Polish authorities also allowed themselves to be tempted by the prospect of colonizing Madagascar. The idea of settling Madagascar with Polish citizens was first raised in 1926; at that time the idea was the emigration of Polish peasants from the overpopulated countryside. A decade later, after Pi?sudski’s death, the idea returned in a Jewish variant. Beck proposed the emigration of Polish Jews to Madagascar to French prime minister Léon Blum in October 1936, and Blum allowed the Poles to send a three-man exploratory delegation to the island. The representative of the Polish government thought that about fifty thousand Jews could be settled immediately—a significant number, but not one that would have affected the population balance in Poland. The delegate from the Jewish Emigration Association thought that four hundred families might settle. The agricultural expert from Palestine thought that even this was too much. The inhabitants of Madagascar rejected any settlement from Poland. French nationalists, for their part, were concerned that the Polish colonization project would succeed and that the island would become Polish. Meanwhile, the pro-Madagascar propaganda of the Polish regime backfired: When told that the island was suitable for colonization, Polish nationalists demanded “Madagascar only for the Poles!”

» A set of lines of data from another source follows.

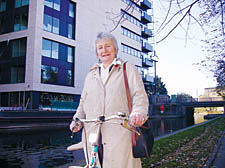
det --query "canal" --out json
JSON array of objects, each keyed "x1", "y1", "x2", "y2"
[{"x1": 0, "y1": 114, "x2": 206, "y2": 168}]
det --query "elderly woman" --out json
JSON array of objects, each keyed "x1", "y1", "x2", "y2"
[{"x1": 70, "y1": 32, "x2": 149, "y2": 168}]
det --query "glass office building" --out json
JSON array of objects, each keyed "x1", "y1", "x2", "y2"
[{"x1": 0, "y1": 0, "x2": 156, "y2": 111}]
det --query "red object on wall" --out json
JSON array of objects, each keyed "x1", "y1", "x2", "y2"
[
  {"x1": 160, "y1": 105, "x2": 164, "y2": 114},
  {"x1": 160, "y1": 105, "x2": 164, "y2": 112}
]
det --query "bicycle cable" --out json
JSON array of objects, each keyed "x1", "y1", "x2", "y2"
[{"x1": 83, "y1": 125, "x2": 90, "y2": 165}]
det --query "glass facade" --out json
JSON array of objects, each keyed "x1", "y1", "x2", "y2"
[
  {"x1": 43, "y1": 14, "x2": 60, "y2": 34},
  {"x1": 44, "y1": 0, "x2": 60, "y2": 11},
  {"x1": 0, "y1": 38, "x2": 26, "y2": 84},
  {"x1": 41, "y1": 38, "x2": 74, "y2": 86},
  {"x1": 42, "y1": 39, "x2": 59, "y2": 59},
  {"x1": 15, "y1": 0, "x2": 29, "y2": 8},
  {"x1": 41, "y1": 65, "x2": 58, "y2": 84},
  {"x1": 0, "y1": 0, "x2": 6, "y2": 12},
  {"x1": 12, "y1": 38, "x2": 26, "y2": 57},
  {"x1": 11, "y1": 66, "x2": 25, "y2": 83},
  {"x1": 69, "y1": 2, "x2": 74, "y2": 17},
  {"x1": 0, "y1": 0, "x2": 29, "y2": 34},
  {"x1": 0, "y1": 0, "x2": 78, "y2": 110},
  {"x1": 43, "y1": 0, "x2": 76, "y2": 39}
]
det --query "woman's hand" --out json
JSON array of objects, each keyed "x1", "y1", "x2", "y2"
[
  {"x1": 129, "y1": 113, "x2": 145, "y2": 126},
  {"x1": 70, "y1": 120, "x2": 83, "y2": 132}
]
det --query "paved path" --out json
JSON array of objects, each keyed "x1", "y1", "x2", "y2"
[
  {"x1": 213, "y1": 132, "x2": 225, "y2": 167},
  {"x1": 206, "y1": 130, "x2": 225, "y2": 168}
]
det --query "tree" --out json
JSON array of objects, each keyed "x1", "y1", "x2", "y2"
[
  {"x1": 200, "y1": 25, "x2": 225, "y2": 98},
  {"x1": 197, "y1": 0, "x2": 225, "y2": 96},
  {"x1": 145, "y1": 76, "x2": 168, "y2": 95}
]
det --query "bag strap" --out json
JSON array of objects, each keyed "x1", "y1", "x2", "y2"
[
  {"x1": 123, "y1": 62, "x2": 150, "y2": 130},
  {"x1": 123, "y1": 62, "x2": 132, "y2": 114},
  {"x1": 123, "y1": 62, "x2": 138, "y2": 146}
]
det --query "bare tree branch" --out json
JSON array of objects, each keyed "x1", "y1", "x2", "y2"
[
  {"x1": 156, "y1": 0, "x2": 199, "y2": 43},
  {"x1": 155, "y1": 0, "x2": 200, "y2": 38},
  {"x1": 109, "y1": 0, "x2": 141, "y2": 32},
  {"x1": 155, "y1": 0, "x2": 173, "y2": 34},
  {"x1": 185, "y1": 13, "x2": 191, "y2": 45}
]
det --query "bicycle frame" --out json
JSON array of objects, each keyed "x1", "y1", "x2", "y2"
[{"x1": 68, "y1": 112, "x2": 138, "y2": 168}]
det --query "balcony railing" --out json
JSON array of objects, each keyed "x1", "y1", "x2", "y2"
[
  {"x1": 140, "y1": 0, "x2": 152, "y2": 10},
  {"x1": 142, "y1": 58, "x2": 153, "y2": 67},
  {"x1": 142, "y1": 42, "x2": 153, "y2": 52},
  {"x1": 141, "y1": 12, "x2": 152, "y2": 24},
  {"x1": 143, "y1": 74, "x2": 154, "y2": 82},
  {"x1": 142, "y1": 27, "x2": 153, "y2": 38}
]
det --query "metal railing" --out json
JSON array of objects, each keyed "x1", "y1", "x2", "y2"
[{"x1": 182, "y1": 97, "x2": 224, "y2": 103}]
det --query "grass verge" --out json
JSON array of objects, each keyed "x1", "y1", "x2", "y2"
[{"x1": 142, "y1": 117, "x2": 225, "y2": 168}]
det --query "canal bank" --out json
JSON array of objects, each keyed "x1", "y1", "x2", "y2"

Beck and Drymmer expressed a special interest in the future of Palestine, a former Ottoman possession that was under British authority. The decline and fall of the Ottoman Empire had been a lesson for many European statesmen. Whereas Hitler tended to see the creation of Balkan nation-states from the Ottoman Empire as a positive example of militarism, Poles understood the same history as national liberation that would spread from Europe to Asia. Whereas European territories taken from empires after the First World War generally became nation-states, Asian territories tended to become part of the French or British empires, sometimes in the form of “mandates” from the League of Nations. These were places judged not ready for sovereignty, and thus allotted to the great powers for political tutoring. Palestine, taken from the defunct Ottoman district of South Syria, was such a mandate. Although the territory had a rather small Jewish minority when the British took control in 1920, British policy presented Palestine as a future Jewish National Home. This was in line with the hopes of Zionists, who hoped that one day a deal for full statehood could be struck.

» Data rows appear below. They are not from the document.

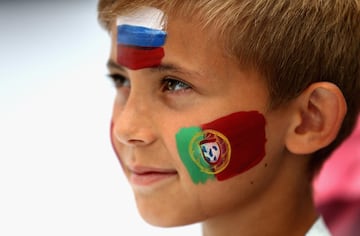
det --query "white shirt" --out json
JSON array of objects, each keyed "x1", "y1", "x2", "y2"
[{"x1": 306, "y1": 217, "x2": 332, "y2": 236}]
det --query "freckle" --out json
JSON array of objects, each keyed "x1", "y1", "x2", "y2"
[{"x1": 250, "y1": 181, "x2": 254, "y2": 185}]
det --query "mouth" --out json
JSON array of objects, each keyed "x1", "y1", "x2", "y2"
[{"x1": 128, "y1": 166, "x2": 178, "y2": 187}]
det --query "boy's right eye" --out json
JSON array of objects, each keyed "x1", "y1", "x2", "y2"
[{"x1": 108, "y1": 73, "x2": 130, "y2": 88}]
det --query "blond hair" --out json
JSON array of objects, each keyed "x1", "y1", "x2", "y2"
[{"x1": 98, "y1": 0, "x2": 360, "y2": 176}]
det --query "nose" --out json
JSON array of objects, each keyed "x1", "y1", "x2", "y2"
[{"x1": 112, "y1": 90, "x2": 157, "y2": 146}]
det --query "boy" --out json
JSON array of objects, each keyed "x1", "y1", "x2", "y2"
[{"x1": 98, "y1": 0, "x2": 360, "y2": 235}]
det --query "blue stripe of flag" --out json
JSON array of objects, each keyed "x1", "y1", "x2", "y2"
[{"x1": 117, "y1": 24, "x2": 167, "y2": 47}]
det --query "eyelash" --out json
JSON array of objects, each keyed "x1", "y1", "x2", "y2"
[{"x1": 107, "y1": 73, "x2": 192, "y2": 93}]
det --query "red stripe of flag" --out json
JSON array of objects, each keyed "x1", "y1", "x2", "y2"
[
  {"x1": 201, "y1": 111, "x2": 267, "y2": 181},
  {"x1": 117, "y1": 44, "x2": 164, "y2": 70}
]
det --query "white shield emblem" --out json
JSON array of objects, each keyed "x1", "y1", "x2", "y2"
[{"x1": 200, "y1": 140, "x2": 221, "y2": 164}]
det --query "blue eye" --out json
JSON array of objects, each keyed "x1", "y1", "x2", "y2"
[
  {"x1": 162, "y1": 77, "x2": 191, "y2": 92},
  {"x1": 108, "y1": 74, "x2": 130, "y2": 88}
]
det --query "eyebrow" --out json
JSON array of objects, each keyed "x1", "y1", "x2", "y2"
[
  {"x1": 106, "y1": 59, "x2": 202, "y2": 78},
  {"x1": 107, "y1": 59, "x2": 125, "y2": 72}
]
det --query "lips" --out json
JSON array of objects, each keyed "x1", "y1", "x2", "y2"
[{"x1": 128, "y1": 166, "x2": 178, "y2": 186}]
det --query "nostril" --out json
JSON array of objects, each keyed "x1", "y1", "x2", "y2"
[{"x1": 127, "y1": 139, "x2": 147, "y2": 145}]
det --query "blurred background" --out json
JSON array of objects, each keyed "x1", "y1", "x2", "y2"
[{"x1": 0, "y1": 1, "x2": 200, "y2": 235}]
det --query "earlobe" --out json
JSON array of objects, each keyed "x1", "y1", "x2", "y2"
[{"x1": 285, "y1": 82, "x2": 347, "y2": 155}]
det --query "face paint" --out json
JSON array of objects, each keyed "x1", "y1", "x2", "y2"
[
  {"x1": 116, "y1": 7, "x2": 167, "y2": 70},
  {"x1": 117, "y1": 45, "x2": 165, "y2": 70},
  {"x1": 176, "y1": 111, "x2": 267, "y2": 184}
]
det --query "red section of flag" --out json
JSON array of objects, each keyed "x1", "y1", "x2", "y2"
[
  {"x1": 117, "y1": 44, "x2": 164, "y2": 70},
  {"x1": 201, "y1": 111, "x2": 267, "y2": 181}
]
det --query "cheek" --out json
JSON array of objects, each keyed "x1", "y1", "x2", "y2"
[
  {"x1": 109, "y1": 121, "x2": 125, "y2": 169},
  {"x1": 176, "y1": 111, "x2": 267, "y2": 184}
]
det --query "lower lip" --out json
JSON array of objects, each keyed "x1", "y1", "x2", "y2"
[{"x1": 130, "y1": 172, "x2": 177, "y2": 187}]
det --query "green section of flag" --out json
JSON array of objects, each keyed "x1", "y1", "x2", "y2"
[{"x1": 176, "y1": 126, "x2": 215, "y2": 184}]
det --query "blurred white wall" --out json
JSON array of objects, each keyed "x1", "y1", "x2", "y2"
[{"x1": 0, "y1": 1, "x2": 200, "y2": 235}]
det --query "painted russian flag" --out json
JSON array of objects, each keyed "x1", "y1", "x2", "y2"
[
  {"x1": 116, "y1": 7, "x2": 167, "y2": 70},
  {"x1": 176, "y1": 111, "x2": 267, "y2": 184}
]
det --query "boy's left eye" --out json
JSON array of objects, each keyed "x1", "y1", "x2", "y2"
[{"x1": 162, "y1": 77, "x2": 191, "y2": 92}]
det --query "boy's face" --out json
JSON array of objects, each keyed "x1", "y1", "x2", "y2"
[{"x1": 108, "y1": 11, "x2": 291, "y2": 226}]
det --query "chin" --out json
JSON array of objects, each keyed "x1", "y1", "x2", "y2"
[
  {"x1": 138, "y1": 206, "x2": 201, "y2": 227},
  {"x1": 140, "y1": 213, "x2": 193, "y2": 227}
]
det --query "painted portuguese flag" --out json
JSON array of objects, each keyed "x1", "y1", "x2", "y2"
[{"x1": 176, "y1": 111, "x2": 266, "y2": 184}]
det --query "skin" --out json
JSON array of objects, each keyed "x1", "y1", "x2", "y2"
[{"x1": 108, "y1": 15, "x2": 318, "y2": 236}]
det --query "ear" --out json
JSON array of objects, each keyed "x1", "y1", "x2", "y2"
[{"x1": 285, "y1": 82, "x2": 347, "y2": 155}]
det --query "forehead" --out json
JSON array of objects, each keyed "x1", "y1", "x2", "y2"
[
  {"x1": 114, "y1": 7, "x2": 167, "y2": 70},
  {"x1": 163, "y1": 17, "x2": 233, "y2": 78},
  {"x1": 111, "y1": 10, "x2": 228, "y2": 74}
]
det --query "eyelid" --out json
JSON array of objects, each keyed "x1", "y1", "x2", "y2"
[{"x1": 107, "y1": 73, "x2": 130, "y2": 88}]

Hitler’s Jewish policy forced all of the powers to clarify their position on the future of Palestine. About 130,000 German Jews emigrated in the years after Hitler came to power, some fifty thousand of them settling in Palestine. Their arrival reduced the demographic advantage of local Arabs, who tended to consider Palestine as part of some larger Arab homeland. Thinking that a continuation of Jewish immigration could lead to the success of Zionism, Arab leaders organized political action: first riots in April 1936, then the formation of strike committees and a general strike that lasted through October. This meant that 1937 was the moment of truth for the European states with a declared interest in the future of Palestine: Great Britain, Nazi Germany, and Poland.

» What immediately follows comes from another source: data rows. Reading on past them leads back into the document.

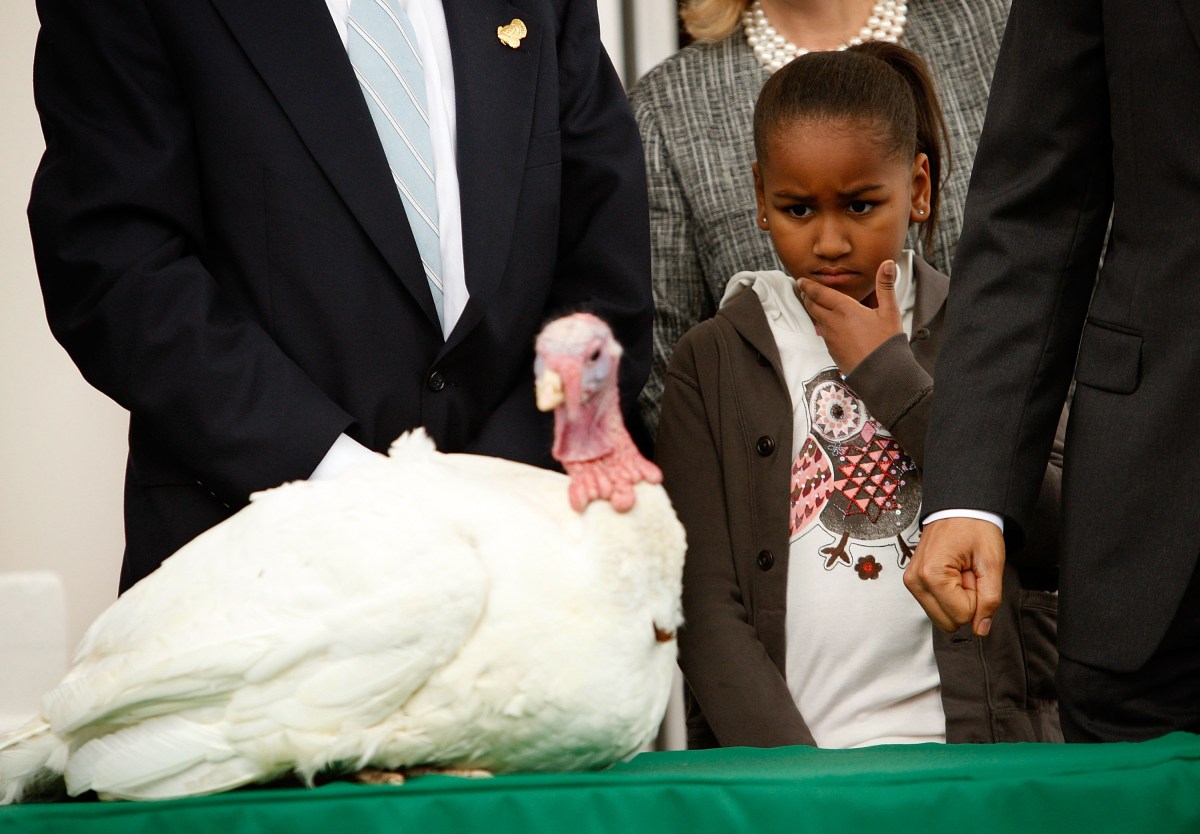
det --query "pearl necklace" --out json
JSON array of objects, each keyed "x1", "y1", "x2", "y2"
[{"x1": 742, "y1": 0, "x2": 908, "y2": 71}]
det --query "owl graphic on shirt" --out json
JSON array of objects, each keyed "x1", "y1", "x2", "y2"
[{"x1": 790, "y1": 367, "x2": 921, "y2": 573}]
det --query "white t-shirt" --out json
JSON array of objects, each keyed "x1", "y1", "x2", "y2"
[{"x1": 719, "y1": 252, "x2": 946, "y2": 748}]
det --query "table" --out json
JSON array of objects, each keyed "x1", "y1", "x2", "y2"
[{"x1": 3, "y1": 733, "x2": 1198, "y2": 834}]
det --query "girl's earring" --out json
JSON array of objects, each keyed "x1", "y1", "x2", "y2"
[{"x1": 917, "y1": 209, "x2": 925, "y2": 216}]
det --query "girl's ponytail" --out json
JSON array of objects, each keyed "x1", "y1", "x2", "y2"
[{"x1": 849, "y1": 41, "x2": 949, "y2": 251}]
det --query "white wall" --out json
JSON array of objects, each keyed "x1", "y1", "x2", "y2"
[
  {"x1": 628, "y1": 0, "x2": 682, "y2": 84},
  {"x1": 0, "y1": 3, "x2": 682, "y2": 655},
  {"x1": 599, "y1": 0, "x2": 679, "y2": 86},
  {"x1": 0, "y1": 6, "x2": 128, "y2": 654}
]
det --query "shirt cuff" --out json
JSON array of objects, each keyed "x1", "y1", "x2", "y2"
[
  {"x1": 309, "y1": 434, "x2": 380, "y2": 481},
  {"x1": 923, "y1": 508, "x2": 1005, "y2": 533}
]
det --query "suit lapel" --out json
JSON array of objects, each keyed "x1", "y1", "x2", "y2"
[
  {"x1": 440, "y1": 0, "x2": 540, "y2": 352},
  {"x1": 209, "y1": 0, "x2": 441, "y2": 327}
]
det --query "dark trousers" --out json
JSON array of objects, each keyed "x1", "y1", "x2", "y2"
[{"x1": 1058, "y1": 560, "x2": 1200, "y2": 742}]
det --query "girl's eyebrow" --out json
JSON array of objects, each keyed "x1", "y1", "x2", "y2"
[
  {"x1": 838, "y1": 184, "x2": 889, "y2": 198},
  {"x1": 771, "y1": 183, "x2": 889, "y2": 200}
]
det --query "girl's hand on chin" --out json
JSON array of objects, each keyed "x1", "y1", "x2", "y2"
[{"x1": 796, "y1": 259, "x2": 904, "y2": 375}]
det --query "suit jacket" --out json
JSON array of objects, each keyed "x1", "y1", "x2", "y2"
[
  {"x1": 922, "y1": 0, "x2": 1200, "y2": 672},
  {"x1": 627, "y1": 0, "x2": 1012, "y2": 434},
  {"x1": 657, "y1": 258, "x2": 1063, "y2": 748},
  {"x1": 28, "y1": 0, "x2": 652, "y2": 590}
]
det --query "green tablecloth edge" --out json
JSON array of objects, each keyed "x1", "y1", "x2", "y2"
[{"x1": 3, "y1": 733, "x2": 1198, "y2": 834}]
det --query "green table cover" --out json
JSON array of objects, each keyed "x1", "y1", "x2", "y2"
[{"x1": 3, "y1": 733, "x2": 1198, "y2": 834}]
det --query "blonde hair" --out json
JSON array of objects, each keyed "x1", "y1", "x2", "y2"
[{"x1": 679, "y1": 0, "x2": 749, "y2": 42}]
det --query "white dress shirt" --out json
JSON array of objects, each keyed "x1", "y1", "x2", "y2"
[
  {"x1": 313, "y1": 0, "x2": 468, "y2": 480},
  {"x1": 923, "y1": 509, "x2": 1004, "y2": 532}
]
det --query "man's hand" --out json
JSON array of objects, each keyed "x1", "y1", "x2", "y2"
[
  {"x1": 904, "y1": 517, "x2": 1005, "y2": 636},
  {"x1": 796, "y1": 259, "x2": 904, "y2": 375}
]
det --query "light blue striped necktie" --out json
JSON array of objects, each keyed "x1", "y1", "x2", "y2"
[{"x1": 348, "y1": 0, "x2": 444, "y2": 326}]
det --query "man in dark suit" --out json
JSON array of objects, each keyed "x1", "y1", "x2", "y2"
[
  {"x1": 904, "y1": 0, "x2": 1200, "y2": 741},
  {"x1": 28, "y1": 0, "x2": 651, "y2": 592}
]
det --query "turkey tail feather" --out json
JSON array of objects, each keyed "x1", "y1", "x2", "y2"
[{"x1": 0, "y1": 719, "x2": 68, "y2": 804}]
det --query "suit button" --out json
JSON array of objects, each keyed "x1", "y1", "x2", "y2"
[
  {"x1": 755, "y1": 435, "x2": 775, "y2": 456},
  {"x1": 427, "y1": 371, "x2": 446, "y2": 392},
  {"x1": 757, "y1": 550, "x2": 774, "y2": 571},
  {"x1": 914, "y1": 327, "x2": 931, "y2": 340},
  {"x1": 756, "y1": 351, "x2": 770, "y2": 367}
]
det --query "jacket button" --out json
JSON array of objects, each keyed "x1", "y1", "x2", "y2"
[
  {"x1": 756, "y1": 351, "x2": 770, "y2": 367},
  {"x1": 427, "y1": 371, "x2": 446, "y2": 392},
  {"x1": 757, "y1": 550, "x2": 774, "y2": 571},
  {"x1": 755, "y1": 435, "x2": 775, "y2": 456},
  {"x1": 914, "y1": 327, "x2": 931, "y2": 340}
]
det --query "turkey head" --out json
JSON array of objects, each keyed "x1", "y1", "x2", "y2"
[{"x1": 534, "y1": 313, "x2": 661, "y2": 513}]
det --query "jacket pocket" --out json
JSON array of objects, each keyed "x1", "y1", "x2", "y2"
[
  {"x1": 1073, "y1": 319, "x2": 1142, "y2": 394},
  {"x1": 1018, "y1": 588, "x2": 1059, "y2": 702},
  {"x1": 525, "y1": 130, "x2": 561, "y2": 169}
]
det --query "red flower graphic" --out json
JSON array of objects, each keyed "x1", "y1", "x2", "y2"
[{"x1": 855, "y1": 555, "x2": 883, "y2": 580}]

London at first reacted to the Arab disturbances with a proposal for the partition of Palestine. When this led to further political chaos, the British restricted Jewish immigration to a quota. As the world was seen from London, Palestine was only a tiny part of the vast Arab and Muslim territories of the British Empire. Pleasing Jews over Palestine could mean alienating Muslims throughout the Near East and southern Asia. Berlin specified in 1937 its own attitude toward Zionism and a possible State of Israel. Palestine had appealed to the Nazi regime as a place where Jews could settle so long as this had no clear political implications for the Near East. But in spring 1937 the German consul in Jerusalem was concerned lest the creation of a State of Israel from Palestine weaken Germany’s position in the world. The German foreign minister circulated the official position to all embassies and consulates that June: Jewish statehood in Palestine was to be opposed, as a State of Israel would become a node in the world Jewish conspiracy.